AI correctly predicts Childish Gambino Grammy win
AI correctly predicts Childish Gambino Grammy win


US-based DataRobot compares all previous Song of the Year winners with this year's nominees, correctly predicting Childish Gambino's victory for 'This Is America'

MANILA, Philippines – US-based data analytics startup DataRobot successfully predicted Childish Gambino’s “This Is America” Song of the Year Grammy award in the 2019 show.

Three days prior to the actual awards, the company published its findings, analyzing the various characteristics of this year’s nominees via Spotify.

DataRobot data scientist Taylor Larkin said they looked at the “genre of the song, amount of profanity, general sentiment, total word count in the song, and various audio features derived by Spotify.” (LIST: Winners, Grammy Awards 2019)

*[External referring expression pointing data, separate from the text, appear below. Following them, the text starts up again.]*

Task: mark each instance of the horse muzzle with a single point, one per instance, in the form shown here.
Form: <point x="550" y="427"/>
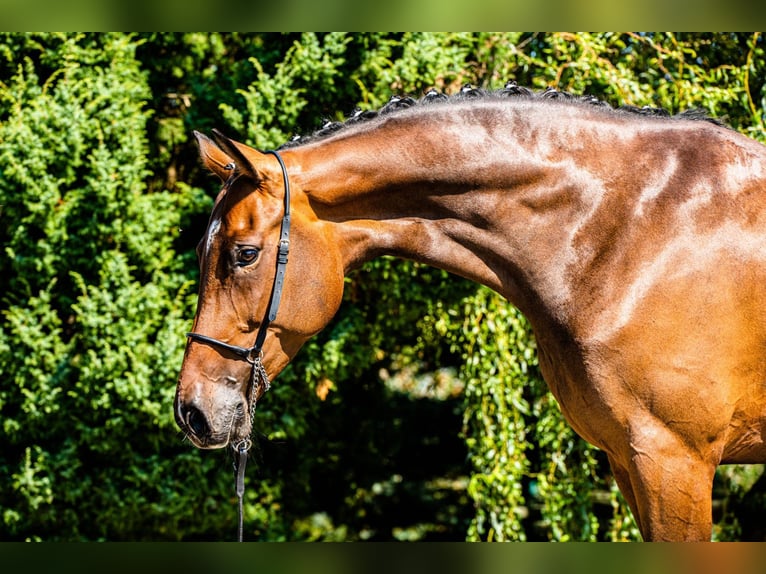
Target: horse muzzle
<point x="215" y="421"/>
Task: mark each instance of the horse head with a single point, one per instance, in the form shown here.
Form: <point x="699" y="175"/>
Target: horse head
<point x="254" y="310"/>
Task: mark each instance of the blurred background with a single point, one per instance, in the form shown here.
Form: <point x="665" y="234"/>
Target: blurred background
<point x="418" y="414"/>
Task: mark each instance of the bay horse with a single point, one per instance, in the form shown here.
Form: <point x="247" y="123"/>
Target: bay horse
<point x="634" y="243"/>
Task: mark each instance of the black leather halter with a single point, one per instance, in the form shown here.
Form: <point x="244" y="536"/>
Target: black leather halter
<point x="254" y="354"/>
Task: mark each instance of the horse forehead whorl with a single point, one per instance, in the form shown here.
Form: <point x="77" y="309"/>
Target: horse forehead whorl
<point x="469" y="94"/>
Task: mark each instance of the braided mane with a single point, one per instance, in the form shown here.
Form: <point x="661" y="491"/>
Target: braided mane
<point x="469" y="92"/>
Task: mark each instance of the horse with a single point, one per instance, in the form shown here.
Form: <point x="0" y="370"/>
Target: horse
<point x="633" y="241"/>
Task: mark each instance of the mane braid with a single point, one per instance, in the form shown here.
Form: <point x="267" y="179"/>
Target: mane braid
<point x="510" y="90"/>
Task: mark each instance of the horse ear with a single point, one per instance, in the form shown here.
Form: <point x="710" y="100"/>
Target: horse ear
<point x="224" y="156"/>
<point x="213" y="158"/>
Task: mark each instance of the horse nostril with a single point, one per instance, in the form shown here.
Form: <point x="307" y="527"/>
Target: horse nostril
<point x="196" y="422"/>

Using DataRobot’s tools, the company then analyzed all the Song of the Year winners since 1959, and identified the traits of the winning songs. Seeing these traits, DataRobot’s team then identified which ones in this year’s nominees would be closest to the winning formula.

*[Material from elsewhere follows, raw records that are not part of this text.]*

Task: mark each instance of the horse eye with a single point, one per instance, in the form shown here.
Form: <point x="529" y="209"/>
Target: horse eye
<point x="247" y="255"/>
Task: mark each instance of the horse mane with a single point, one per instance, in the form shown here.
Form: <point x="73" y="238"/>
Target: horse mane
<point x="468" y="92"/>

The “various audio features” that Spotify offers to anyone interested are technical details such as time signature, song key, duration, acousticness, danceability, energy, instrumentalness, liveliness, loudness, speechiness, valence, and tempo. 

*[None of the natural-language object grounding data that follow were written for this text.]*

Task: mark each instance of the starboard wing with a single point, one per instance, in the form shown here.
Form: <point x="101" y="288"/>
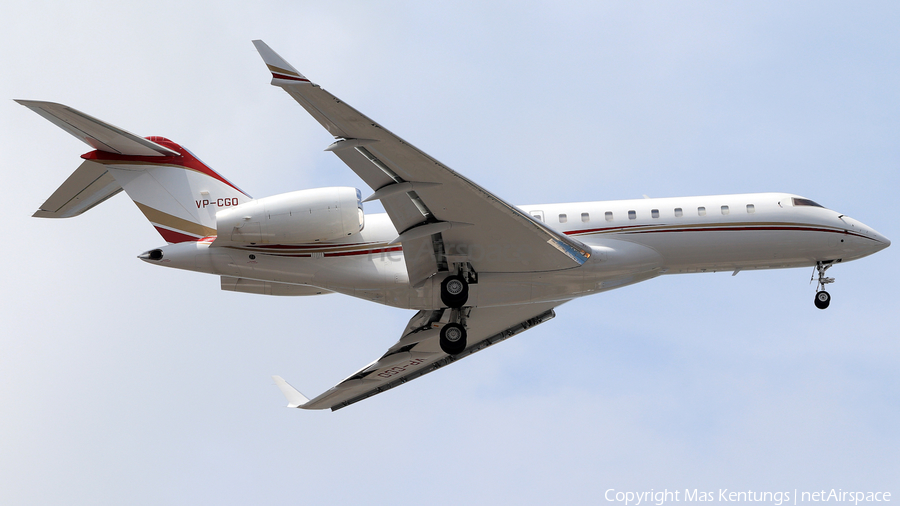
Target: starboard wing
<point x="441" y="216"/>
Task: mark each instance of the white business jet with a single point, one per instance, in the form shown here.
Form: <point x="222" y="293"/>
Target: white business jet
<point x="478" y="269"/>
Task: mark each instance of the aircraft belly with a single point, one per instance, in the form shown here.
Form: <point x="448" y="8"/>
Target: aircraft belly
<point x="729" y="250"/>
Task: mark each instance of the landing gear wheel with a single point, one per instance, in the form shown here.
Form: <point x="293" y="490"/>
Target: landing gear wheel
<point x="453" y="338"/>
<point x="454" y="291"/>
<point x="823" y="299"/>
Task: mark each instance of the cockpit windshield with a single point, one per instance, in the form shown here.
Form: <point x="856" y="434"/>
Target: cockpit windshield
<point x="805" y="202"/>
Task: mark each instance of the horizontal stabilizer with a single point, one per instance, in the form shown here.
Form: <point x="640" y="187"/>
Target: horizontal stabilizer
<point x="88" y="186"/>
<point x="95" y="133"/>
<point x="295" y="398"/>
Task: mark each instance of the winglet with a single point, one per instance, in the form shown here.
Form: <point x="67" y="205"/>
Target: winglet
<point x="280" y="68"/>
<point x="295" y="398"/>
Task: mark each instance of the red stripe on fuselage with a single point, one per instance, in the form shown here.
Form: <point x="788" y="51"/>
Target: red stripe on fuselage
<point x="173" y="236"/>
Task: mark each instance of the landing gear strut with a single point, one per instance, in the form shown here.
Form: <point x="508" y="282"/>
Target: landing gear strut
<point x="823" y="298"/>
<point x="454" y="294"/>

Using these factors, DataRobot found that these were the most likely to win:

  • “This Is America” by Childish Gambino – 20.38%
  • “Shallow” by Lady Gaga and Bradley Cooper – 19.17%
  • “All the Stars” by Kendrick Lamar and SZA – 17.21%
  • “The Middle” by Zedd and Maren Morris – 16.47%
  • “The Joke” by Brandi Carlile – 15.55%
  • “God’s Plan” by Drake – 15.48%
  • “Boo’d Up” by Ella Mai – 14.54%
  • “In My Blood” by Shawn Mendes – 13.08%

Days later, the prediction would prove accurate as Gambino’s “This Is America” took home the Song of the Year award on Monday, February 11, along with the Record of the Year, Best Music Video, and Best Rap/Sung Performance.

As to why they made the analysis? Larkin says that this demonstrates that “machine learning cannot only be fun but can also have applications well beyond the traditional ones we are used to seeing in fields such as banking or insurance.”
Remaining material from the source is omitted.